2ª) Os cientistas podem ter, e acredito que muitos tenham, de fato, ideais com suas pesquisas, e que realmente se esforcem por obter desenvolvimentos úteis à humanidade. Porém, é necessário lembrar que a descoberta de um revolucionário método de regeneração de tecidos nervosos, por exemplo, renderia elevadas somas monetárias aos seus descobridores e às instituições que custearam as pesquisas, com excelentes rendimentos em torno da patente, conforme o caso.

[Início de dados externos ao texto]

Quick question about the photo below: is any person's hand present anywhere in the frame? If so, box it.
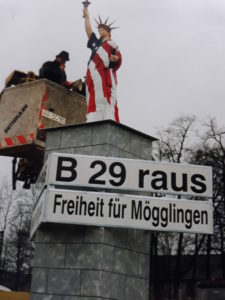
[83,7,89,18]
[110,55,119,63]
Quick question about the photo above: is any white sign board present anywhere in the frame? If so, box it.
[32,188,213,236]
[30,190,46,238]
[42,109,66,125]
[39,153,213,198]
[35,159,48,200]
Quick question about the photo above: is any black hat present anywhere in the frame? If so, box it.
[56,51,70,61]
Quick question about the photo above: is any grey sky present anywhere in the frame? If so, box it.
[1,0,225,180]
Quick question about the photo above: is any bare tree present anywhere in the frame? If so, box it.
[7,208,33,289]
[151,115,225,299]
[151,115,196,300]
[0,179,16,270]
[155,115,196,163]
[190,119,225,278]
[0,181,34,290]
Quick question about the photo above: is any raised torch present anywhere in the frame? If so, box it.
[82,0,91,17]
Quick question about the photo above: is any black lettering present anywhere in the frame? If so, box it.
[100,199,104,217]
[139,170,150,188]
[22,104,28,112]
[79,196,87,215]
[131,200,142,220]
[12,116,19,124]
[177,209,184,223]
[143,205,151,221]
[3,104,28,134]
[121,204,127,218]
[191,174,207,194]
[152,207,160,226]
[185,210,192,229]
[67,200,75,215]
[193,210,200,224]
[151,171,168,190]
[160,207,168,227]
[171,173,187,192]
[201,211,208,225]
[56,157,77,182]
[75,196,80,214]
[62,199,67,214]
[53,194,62,213]
[89,160,106,185]
[109,162,126,186]
[88,202,95,216]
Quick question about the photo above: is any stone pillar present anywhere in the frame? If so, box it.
[30,120,157,300]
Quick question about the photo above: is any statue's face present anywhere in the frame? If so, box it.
[99,27,110,39]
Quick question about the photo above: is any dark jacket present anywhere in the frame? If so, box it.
[39,60,67,85]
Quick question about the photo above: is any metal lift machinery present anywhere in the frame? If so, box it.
[0,71,87,189]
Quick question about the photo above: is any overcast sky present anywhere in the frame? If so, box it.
[1,0,225,181]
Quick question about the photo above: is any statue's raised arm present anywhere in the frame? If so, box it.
[82,1,122,123]
[83,1,92,38]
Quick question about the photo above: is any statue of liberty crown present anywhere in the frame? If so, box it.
[95,16,119,32]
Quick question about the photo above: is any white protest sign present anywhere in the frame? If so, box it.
[37,188,213,235]
[30,190,46,238]
[41,153,213,198]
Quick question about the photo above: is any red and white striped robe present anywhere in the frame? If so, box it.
[86,33,122,123]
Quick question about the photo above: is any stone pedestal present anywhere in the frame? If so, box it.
[30,120,157,300]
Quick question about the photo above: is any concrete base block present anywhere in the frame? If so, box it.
[31,121,156,300]
[31,226,150,300]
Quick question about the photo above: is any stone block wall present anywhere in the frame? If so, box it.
[44,121,155,161]
[31,225,150,300]
[30,121,157,300]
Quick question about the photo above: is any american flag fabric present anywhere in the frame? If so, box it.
[86,33,122,122]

Renderia também prêmios – quiçá um Nobel! –, um lugar honorífico na história da ciência, fama e respeito institucionais, poder e facilidades, melhores postos de trabalho, mais espaço para publicações, mais verbas para novas pesquisas, etc. Ora, as agência de fomento e as instituições de pesquisa não investem absurdos monetários em laboratórios e pessoal porque são boazinhas…
3ª) É notável que haja tanto preconceito e tanto antropocentrismo nas discussões acerca de pesquisas e testes científicos em geral. Por exemplo, as indústrias cosméticas e de produtos de limpeza brasileiras usam, todos os anos, milhares de animais vivos em testes de laboratório com seus produtos – testes exigidos pelos órgãos reguladores, tais como a ANVISA. O sofrimento agonizante pelo qual passam esses milhares de animais em função da nossa vaidade é legal e requisito de comercialização dos produtos. Já usar um amontoado de células, congelado há mais de três anos, de tamanho microscópico, sem possibilidade de desenvolvimento uterino, causa tanto choque e tanta perturbação a nível ético. Ora, cinqüenta cães recebendo nos olhos ou ingerindo, à força, loção pós-barba ou desinfetantes até a cegueira ou a morte deveria causar mais espanto e indignação do que o uso de células humanas em pesquisas que visam reabilitar movimentos de pessoas acidentadas. É fácil se lembrar do dogma atávico: “o homem é o centro do universo!”.